- Born: 1 February 1924 Bagerhat, Khulna District, Bengal Presidency, British India
- Died: 13 April 2016 (aged 92)
- Occupation: Mathematician
- Awards: Foundation Fellow of the Bangladesh Academy of Sciences (1973)

= Sharif Muhammad Azizul Haque =

Sharif Muhammad Azizul Haque (also known as S. M. Azizul Haque) (February 1, 1924 – April 13, 2016) was a Bangladeshi professor and mathematician. He served as the head of the Department of Mathematics and the Dean of the Faculty of Science at Dhaka University. Following Bangladesh's independence, he was one of the 12 Bangladeshi scientists who played a key role in establishing the Bangladesh Academy of Sciences. Additionally, he served as the Chairman of the General Insurance Corporation and as the founding president of the Bangladesh Mathematical Society.

==Early life==
Azizul Haque was born on February 1, 1924, in the village of Astail in Udaypur Union, Mollahat Upazila, Bagerhat District of present-day Bangladesh. His father was Abdul Wajid Sharif, and his mother was Matiunnesa. He completed his primary education at Mollahat English Middle School, Ikhri Katenga English School in Khulna, and Wajid Memorial High School in Mollahat. In 1940, he passed his secondary education with first division under the University of Calcutta. He completed his higher secondary studies in 1942 at Presidency College. Subsequently, he earned his bachelor's and master's degrees in applied mathematics from the University of Calcutta. He achieved first division in almost all his academic examinations.

==Career==
After completing his education, Azizul Haque joined as a Customs Appraiser in Kolkata in 1947. Following the Partition of India, he worked in the same position in Chattogram and Khulna during the latter part of that year. In January 1948, he joined the Mathematics Department of Dhaka University as a lecturer and, in August of the same year, went to Imperial College London on a government scholarship for a Ph.D. On November 1, 1950, he was promoted to Reader (Associate Professor) at Dhaka University.
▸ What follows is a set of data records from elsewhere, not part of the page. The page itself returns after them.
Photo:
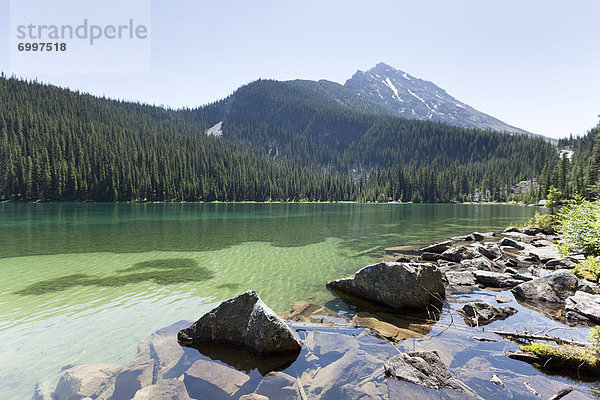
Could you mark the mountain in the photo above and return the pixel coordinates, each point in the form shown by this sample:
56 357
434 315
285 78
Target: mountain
419 99
269 140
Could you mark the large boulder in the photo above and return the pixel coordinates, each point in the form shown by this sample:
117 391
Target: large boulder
167 389
583 306
480 313
396 285
244 320
423 368
83 381
552 288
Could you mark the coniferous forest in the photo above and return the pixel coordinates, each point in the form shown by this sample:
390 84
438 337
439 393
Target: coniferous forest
281 141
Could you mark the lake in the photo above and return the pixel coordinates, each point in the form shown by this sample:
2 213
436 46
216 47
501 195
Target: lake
83 283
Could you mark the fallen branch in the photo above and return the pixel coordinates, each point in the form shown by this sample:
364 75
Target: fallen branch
526 336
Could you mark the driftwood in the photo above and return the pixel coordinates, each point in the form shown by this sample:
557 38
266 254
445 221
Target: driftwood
562 393
527 336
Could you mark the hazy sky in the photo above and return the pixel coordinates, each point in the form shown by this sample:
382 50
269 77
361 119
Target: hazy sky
533 64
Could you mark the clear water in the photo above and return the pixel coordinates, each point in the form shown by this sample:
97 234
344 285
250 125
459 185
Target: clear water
83 283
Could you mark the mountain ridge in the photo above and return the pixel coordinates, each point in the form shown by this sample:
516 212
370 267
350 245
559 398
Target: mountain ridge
416 98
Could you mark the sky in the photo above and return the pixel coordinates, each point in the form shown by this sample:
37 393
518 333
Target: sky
532 64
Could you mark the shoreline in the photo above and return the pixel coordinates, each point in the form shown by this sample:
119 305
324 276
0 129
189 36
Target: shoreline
379 330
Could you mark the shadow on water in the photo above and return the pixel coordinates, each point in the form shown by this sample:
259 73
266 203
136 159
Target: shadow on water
162 272
237 357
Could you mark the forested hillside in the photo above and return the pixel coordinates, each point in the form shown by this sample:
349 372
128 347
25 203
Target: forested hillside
289 141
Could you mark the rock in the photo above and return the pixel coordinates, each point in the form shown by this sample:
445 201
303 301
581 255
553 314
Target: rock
207 379
429 257
437 248
583 306
247 321
478 237
512 229
129 381
423 368
89 380
479 313
511 243
532 230
490 250
280 386
479 263
561 263
460 278
396 285
253 396
352 368
552 288
502 299
498 279
167 389
457 254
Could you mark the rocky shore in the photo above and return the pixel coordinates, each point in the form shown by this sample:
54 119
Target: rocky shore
419 324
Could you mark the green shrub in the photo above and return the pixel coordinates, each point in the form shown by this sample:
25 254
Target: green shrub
578 225
589 269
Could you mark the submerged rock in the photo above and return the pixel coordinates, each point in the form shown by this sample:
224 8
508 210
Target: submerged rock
207 379
498 279
583 306
437 248
511 243
244 320
167 389
424 368
480 313
396 285
553 288
460 278
86 381
457 254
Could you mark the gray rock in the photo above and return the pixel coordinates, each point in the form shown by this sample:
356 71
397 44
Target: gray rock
511 243
280 386
552 288
480 313
561 263
457 254
207 379
129 381
247 321
498 279
460 278
168 389
437 248
583 306
253 396
352 368
429 257
532 230
490 250
89 380
502 299
422 368
396 285
512 229
479 263
478 237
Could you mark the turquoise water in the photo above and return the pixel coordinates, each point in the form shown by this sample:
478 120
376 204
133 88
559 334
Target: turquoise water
83 283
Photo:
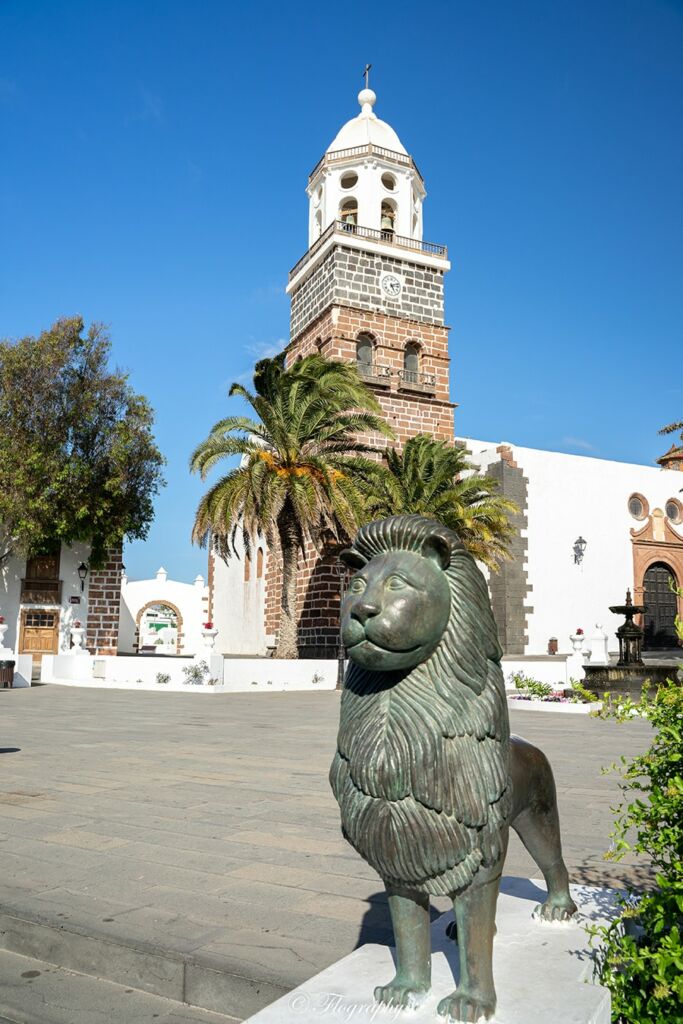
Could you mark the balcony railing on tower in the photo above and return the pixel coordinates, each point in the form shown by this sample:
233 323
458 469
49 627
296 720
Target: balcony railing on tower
375 373
365 151
388 238
415 380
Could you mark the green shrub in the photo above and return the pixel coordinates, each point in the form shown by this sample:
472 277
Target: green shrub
581 694
531 686
640 954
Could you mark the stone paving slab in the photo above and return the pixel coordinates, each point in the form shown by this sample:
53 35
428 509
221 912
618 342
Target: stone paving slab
196 848
36 992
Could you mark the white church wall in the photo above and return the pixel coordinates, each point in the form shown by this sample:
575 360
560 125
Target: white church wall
239 604
190 600
571 497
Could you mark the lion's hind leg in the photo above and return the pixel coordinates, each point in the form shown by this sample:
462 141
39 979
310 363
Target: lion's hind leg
410 916
537 822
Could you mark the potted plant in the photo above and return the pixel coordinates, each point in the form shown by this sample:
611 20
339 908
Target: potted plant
578 639
209 634
77 634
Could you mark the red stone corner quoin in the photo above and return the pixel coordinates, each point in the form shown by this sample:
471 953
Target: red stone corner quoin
104 604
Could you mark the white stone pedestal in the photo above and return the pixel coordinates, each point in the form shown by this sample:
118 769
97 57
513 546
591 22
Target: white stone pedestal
541 971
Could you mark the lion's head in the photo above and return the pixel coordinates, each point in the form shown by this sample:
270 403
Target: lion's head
396 606
415 585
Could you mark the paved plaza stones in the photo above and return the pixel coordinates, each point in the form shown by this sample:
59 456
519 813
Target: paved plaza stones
189 846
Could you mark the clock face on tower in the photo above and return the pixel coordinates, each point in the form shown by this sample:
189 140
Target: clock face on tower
391 285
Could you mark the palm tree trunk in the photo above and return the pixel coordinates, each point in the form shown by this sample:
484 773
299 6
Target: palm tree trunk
289 546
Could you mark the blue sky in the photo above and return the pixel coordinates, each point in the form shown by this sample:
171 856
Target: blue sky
154 162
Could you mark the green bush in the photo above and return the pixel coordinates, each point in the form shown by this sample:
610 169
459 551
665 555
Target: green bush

In 1952, he participated in the "Foreign Student Summer Project" at the Massachusetts Institute of Technology. In 1954, he worked as an advisor for a UNESCO symposium held in Tokyo. From 1957 to 1958, he served as a research officer in the Mathematics Department of Manchester University under the Nuffield Foundation Fellowship. Between 1962 and 1963, he was a professor at Florida State University, and from 1963 to 1964, he taught at the University of Hawaii.

At Dhaka University, he was promoted to professor in 1962 but had already been serving as the head of the department since 1954. Except for his time abroad, he remained the head of the Mathematics Department from 1954 to 1975. In 1965, he served as the chairperson of the Physics, Mathematics, Statistics, Astronomy, and Meteorology Division of the Pakistan Association for the Advancement of Science.

From 1966 to 1972, Azizul Haque was the provost of Jahurul Haq Hall (formerly Iqbal Hall) at Dhaka University. He also served as the Dean of the Faculty of Science from 1972 to 1973. He retired from Dhaka University in 1982.

Outside of teaching, he was also an actuary. He was affiliated with the Institute of Actuaries in London and worked as an insurance consultant in both Pakistan and Bangladesh. When the insurance corporation was established in Bangladesh, he was appointed Chairman of the General Insurance Corporation. He held this position from 1973 to 1976. In 1972, he co-founded the Bangladesh Mathematical Society and served as its president.

==Honors==
Azizul Haque was elected a Fellow of the Pakistan Academy of Sciences in 1970 and became a founding Fellow of the Bangladesh Academy of Sciences in 1973.

==Death==
Azizul Haque died on April 13, 2016, at the age of 92.